Logical Replication vs. 2PC - Mailing list pgsql-hackers

From Amit Kapila
Subject Logical Replication vs. 2PC
Date
Msg-id CAA4eK1+opiV4aFTmWWUF9h_32=HfPOW9vZASHarT0UA5oBrtGw@mail.gmail.com
Whole thread Raw
Responses Re: Logical Replication vs. 2PC  (vignesh C <vignesh21@gmail.com>)
Re: Logical Replication vs. 2PC  (Ajin Cherian <itsajin@gmail.com>)
Re: Logical Replication vs. 2PC  (Markus Wanner <markus.wanner@enterprisedb.com>)
List pgsql-hackers
While reviewing/testing subscriber-side work for $SUBJECT [1], I
noticed a problem that seems to need a broader discussion, so started
this thread. We can get prepare for the same GID more than once for
the cases where we have defined multiple subscriptions for
publications on the same server and prepared transaction has
operations on tables subscribed to those subscriptions. For such
cases, one of the prepare will be successful and others will fail in
which case the server will send them again. Once the commit prepared
is done for the first one, the next prepare will be successful. Now,
this is not ideal but will work.

However, if the user has setup synchronous_standby_names for all the
subscriptions then we won't be able to proceed because the prepare on
publisher will wait for all the subscriptions to ack and the
subscriptions are waiting for the first prepare to finish. See an
example below for such a situation. I think this can also happen if we
get any key violation while applying the changes on the subscriber,
but for that, we can ask the user to remove the violating key on the
subscriber as that is what we suggest now also for commits. Similarly,
say the user has already prepared the transaction with the same GID on
subscriber-node, then also we can get into a similar situation but for
that, we can ask the user to commit such a GID.

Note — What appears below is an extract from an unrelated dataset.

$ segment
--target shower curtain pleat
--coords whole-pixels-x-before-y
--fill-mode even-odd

We can think of appending some unique identifier (like subid) with GID
but that won't work for cascaded standby setup (where the prepares on
subscriber will be again sent to another subscriber) as the GID can
become too long. So that might not be a good solution, maybe we can
optimize it in some way that we append only when there is a GID clash.
The other thing we could do is to ask the user to temporarily disable
the subscription and change synchronous_standby_settings on the
publisher node. Any better ideas?

Example of the above scenario, you can see this problem after applying
the patches at [1].

Publisher
=================
CREATE TABLE mytbl(id SERIAL PRIMARY KEY, somedata int, text varchar(120));

BEGIN;
INSERT INTO mytbl(somedata, text) VALUES (1, 1);
INSERT INTO mytbl(somedata, text) VALUES (1, 2);
COMMIT;

CREATE PUBLICATION mypub FOR TABLE mytbl;

CREATE TABLE mytbl1(id SERIAL PRIMARY KEY, somedata int, text varchar(120));

BEGIN;
INSERT INTO mytbl1(somedata, text) VALUES (1, 1);
INSERT INTO mytbl1(somedata, text) VALUES (1, 2);
COMMIT;

CREATE PUBLICATION mypub1 FOR TABLE mytbl1;

Subscriber
=============
CREATE TABLE mytbl(id SERIAL PRIMARY KEY, somedata int, text varchar(120));

CREATE SUBSCRIPTION mysub
         CONNECTION 'host=localhost port=5432 dbname=postgres'
        PUBLICATION mypub WITH(two_phase = on);

CREATE TABLE mytbl1(id SERIAL PRIMARY KEY, somedata int, text
varchar(120)); CREATE SUBSCRIPTION mysub1
         CONNECTION 'host=localhost port=5432 dbname=postgres'
        PUBLICATION mypub1 WITH(two_phase = on);

Now, set synchronous_standby_names = 'FIRST 2 (mysub, mysub1)' on the
publisher in postgresql.conf and restart both publisher and
subscriber, actually restart is not required as
synchronous_standby_names is a SIGHUP parameter.

Publisher
=============
BEGIN;
Insert into mytbl values(17,1,18);
Insert into mytbl1 values(17,1,18);
Prepare Transaction 'foo';

Now, this Prepare transaction will wait forever because on subscriber
we are getting "ERROR:  transaction identifier "foo" is already in
use" which means it is waiting for a publisher to send commit prepared
for first apply worker and publisher is waiting for both the
subscriptions to send ack. This is happening because the prepared
transaction on publisher operates on tables of both subscriptions.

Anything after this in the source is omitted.